The icon version of this tree is very similar, but omits nodes that do not harbour a driver event. This visualization is convenient when one needs to plot several plots.

# We take the 5 top-ranking trees for CRUK0001
strip = lapply(1:5, Phylo, x = cohort, p =  'CRUK0001')

# Then we plot and arrange as a 1x5 matrix
ggarrange(
  plotlist = lapply(strip, plot, icon = TRUE), 
  nrow = 1, 
  ncol = 5)

The Information Transfer plot, where driver events are coloured with the same principle used to plot the tree, is obtained using information_transfer = TRUE as a parameter of the S3 plot function. Notice that since the transfer before and after the fit likely differ: we can check this by comparing theirs plots with these fuctions.
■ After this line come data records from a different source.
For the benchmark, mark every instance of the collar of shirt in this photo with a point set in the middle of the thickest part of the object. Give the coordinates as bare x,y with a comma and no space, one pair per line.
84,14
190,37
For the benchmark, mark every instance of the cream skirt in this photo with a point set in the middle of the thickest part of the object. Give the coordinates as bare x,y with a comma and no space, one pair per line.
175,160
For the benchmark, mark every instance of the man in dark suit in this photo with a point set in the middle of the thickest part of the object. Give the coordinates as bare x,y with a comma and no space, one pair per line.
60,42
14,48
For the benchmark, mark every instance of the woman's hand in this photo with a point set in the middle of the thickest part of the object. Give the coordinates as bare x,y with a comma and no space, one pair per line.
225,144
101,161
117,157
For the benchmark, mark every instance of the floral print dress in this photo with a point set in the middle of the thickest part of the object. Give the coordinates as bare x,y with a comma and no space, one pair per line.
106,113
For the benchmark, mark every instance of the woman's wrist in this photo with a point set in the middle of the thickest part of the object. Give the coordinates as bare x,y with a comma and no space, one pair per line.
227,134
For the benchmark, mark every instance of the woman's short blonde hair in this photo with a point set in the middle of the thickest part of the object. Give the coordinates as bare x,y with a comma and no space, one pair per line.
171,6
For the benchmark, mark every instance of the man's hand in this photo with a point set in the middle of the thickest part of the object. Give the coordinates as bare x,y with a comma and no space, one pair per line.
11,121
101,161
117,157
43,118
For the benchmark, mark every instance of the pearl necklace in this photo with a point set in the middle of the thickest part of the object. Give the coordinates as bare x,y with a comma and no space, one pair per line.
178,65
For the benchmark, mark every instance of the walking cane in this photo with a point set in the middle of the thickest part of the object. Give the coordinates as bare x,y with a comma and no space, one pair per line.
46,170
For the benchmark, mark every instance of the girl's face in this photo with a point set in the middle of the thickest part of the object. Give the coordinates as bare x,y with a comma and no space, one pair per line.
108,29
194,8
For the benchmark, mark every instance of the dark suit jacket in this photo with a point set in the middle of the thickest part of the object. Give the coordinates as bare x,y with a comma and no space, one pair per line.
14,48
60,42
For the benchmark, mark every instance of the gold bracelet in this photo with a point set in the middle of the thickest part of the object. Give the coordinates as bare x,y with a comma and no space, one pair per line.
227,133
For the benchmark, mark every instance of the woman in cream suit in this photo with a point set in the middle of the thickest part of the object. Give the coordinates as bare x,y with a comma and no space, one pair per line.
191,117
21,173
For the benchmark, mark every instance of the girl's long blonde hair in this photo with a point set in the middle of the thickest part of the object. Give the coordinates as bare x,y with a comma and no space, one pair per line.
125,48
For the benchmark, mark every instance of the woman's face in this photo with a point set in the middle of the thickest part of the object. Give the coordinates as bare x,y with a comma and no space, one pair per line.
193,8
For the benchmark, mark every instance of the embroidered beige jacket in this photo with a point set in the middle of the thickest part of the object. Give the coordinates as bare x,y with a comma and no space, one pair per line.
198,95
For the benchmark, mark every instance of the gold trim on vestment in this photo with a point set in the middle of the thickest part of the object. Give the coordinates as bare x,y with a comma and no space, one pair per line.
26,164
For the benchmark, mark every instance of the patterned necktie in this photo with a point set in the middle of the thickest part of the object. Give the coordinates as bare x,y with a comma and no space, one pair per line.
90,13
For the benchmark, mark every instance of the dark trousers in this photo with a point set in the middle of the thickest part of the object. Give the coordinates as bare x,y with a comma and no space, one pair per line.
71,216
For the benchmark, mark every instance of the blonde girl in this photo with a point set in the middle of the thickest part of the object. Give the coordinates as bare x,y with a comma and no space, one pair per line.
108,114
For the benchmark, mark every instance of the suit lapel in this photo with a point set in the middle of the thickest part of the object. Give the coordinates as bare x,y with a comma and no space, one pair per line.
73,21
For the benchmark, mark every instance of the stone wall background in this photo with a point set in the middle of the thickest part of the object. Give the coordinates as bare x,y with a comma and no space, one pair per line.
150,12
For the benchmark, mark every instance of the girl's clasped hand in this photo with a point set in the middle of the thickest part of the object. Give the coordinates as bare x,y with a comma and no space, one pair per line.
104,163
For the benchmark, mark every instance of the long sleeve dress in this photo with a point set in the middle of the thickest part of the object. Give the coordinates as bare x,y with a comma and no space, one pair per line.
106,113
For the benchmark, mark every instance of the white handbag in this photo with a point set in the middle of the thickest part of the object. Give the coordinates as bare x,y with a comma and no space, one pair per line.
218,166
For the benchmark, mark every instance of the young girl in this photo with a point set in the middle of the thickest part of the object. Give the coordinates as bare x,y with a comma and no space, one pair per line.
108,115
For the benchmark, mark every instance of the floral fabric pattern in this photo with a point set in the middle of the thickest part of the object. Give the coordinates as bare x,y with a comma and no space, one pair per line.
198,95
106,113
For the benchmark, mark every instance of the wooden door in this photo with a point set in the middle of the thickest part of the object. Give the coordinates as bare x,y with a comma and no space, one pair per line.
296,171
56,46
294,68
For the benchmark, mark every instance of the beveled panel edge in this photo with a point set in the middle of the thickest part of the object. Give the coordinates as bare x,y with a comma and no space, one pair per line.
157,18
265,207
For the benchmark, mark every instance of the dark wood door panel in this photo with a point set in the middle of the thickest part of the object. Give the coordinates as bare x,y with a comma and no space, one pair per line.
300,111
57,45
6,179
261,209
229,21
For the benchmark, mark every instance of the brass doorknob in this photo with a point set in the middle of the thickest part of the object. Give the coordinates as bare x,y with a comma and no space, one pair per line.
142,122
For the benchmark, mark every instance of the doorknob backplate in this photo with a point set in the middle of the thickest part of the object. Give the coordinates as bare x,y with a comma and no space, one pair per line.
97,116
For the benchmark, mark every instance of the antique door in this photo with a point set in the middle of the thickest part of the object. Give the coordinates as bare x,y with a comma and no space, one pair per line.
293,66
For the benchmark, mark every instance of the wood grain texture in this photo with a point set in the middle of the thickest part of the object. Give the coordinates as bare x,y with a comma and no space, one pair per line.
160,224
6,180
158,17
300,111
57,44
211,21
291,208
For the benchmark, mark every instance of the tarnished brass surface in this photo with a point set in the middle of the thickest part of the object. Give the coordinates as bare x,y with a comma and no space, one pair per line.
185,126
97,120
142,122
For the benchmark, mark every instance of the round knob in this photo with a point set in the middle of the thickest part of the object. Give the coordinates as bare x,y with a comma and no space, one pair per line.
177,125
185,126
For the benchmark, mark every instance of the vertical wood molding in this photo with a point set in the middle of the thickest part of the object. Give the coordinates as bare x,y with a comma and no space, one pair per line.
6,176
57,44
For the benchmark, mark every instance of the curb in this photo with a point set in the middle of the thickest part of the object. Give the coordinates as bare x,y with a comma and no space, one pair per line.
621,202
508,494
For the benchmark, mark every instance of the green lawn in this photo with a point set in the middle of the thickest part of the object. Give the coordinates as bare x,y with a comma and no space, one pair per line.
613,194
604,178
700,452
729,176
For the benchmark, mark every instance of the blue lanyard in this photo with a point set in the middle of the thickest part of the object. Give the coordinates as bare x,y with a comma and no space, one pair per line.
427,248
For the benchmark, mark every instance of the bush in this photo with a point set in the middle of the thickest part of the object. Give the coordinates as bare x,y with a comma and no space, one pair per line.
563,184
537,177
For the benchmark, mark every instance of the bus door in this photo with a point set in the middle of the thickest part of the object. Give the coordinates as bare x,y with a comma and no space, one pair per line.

# Inspect what is the best solution, and obtain its rank
rank = cohort$fit$fit_table %>%
  filter(patientID == 'CRUK0001') %>%
  pull(Solution)  

# Extract the trees (before and after the fits)
before_fit = Phylo(cohort, 'CRUK0001', rank = rank, data = 'trees')
after_fit = Phylo(cohort, 'CRUK0001', rank = 1, data = 'fits')

# Plot and assemble a figure
ggarrange(
  plot(before_fit, information_transfer = TRUE),
  plot(after_fit, information_transfer = TRUE),
  nrow = 1, 
  ncol = 2)

Complex layouts can be trivially assembled via ggpubr, as before. For instance this code visualizes side-by-side a full tree, and its information transfer for all the cohort.

# 
# This code is not run.
# 

# Function to carry out the task
myFun = function(patient)
{
    # Get the tree
  tree = Phylo(cohort, p = patient, rank = 1)

  ggpubr::ggarrange(
    plot(tree),
    plot(tree, information_transfer = TRUE),
    ncol = 2,
    nrow = 1
  )
}

# Output PDF 
pdf("Cohort_trees.pdf", width = 10, height = 6)

# Loop through all patients and generate the plot 
plots = lapply(cohort$patients, myFun)

# Print to PDF
lapply(plots, print)

# Close device
dev.off()

If one seeks to visualize the score available for the trees of a patient, there is a function that plots a barplot which shows at the same time the tree scores and the combinations of Information Transfer for a patient.

plot_trees_scores(cohort, 'CRUK0001')

As for data, there is a wrap-up function plot_trees that generates all of the above plots at once. This function is like the myFun function defined above, but it also includes the strip plot and the barplot with the scores.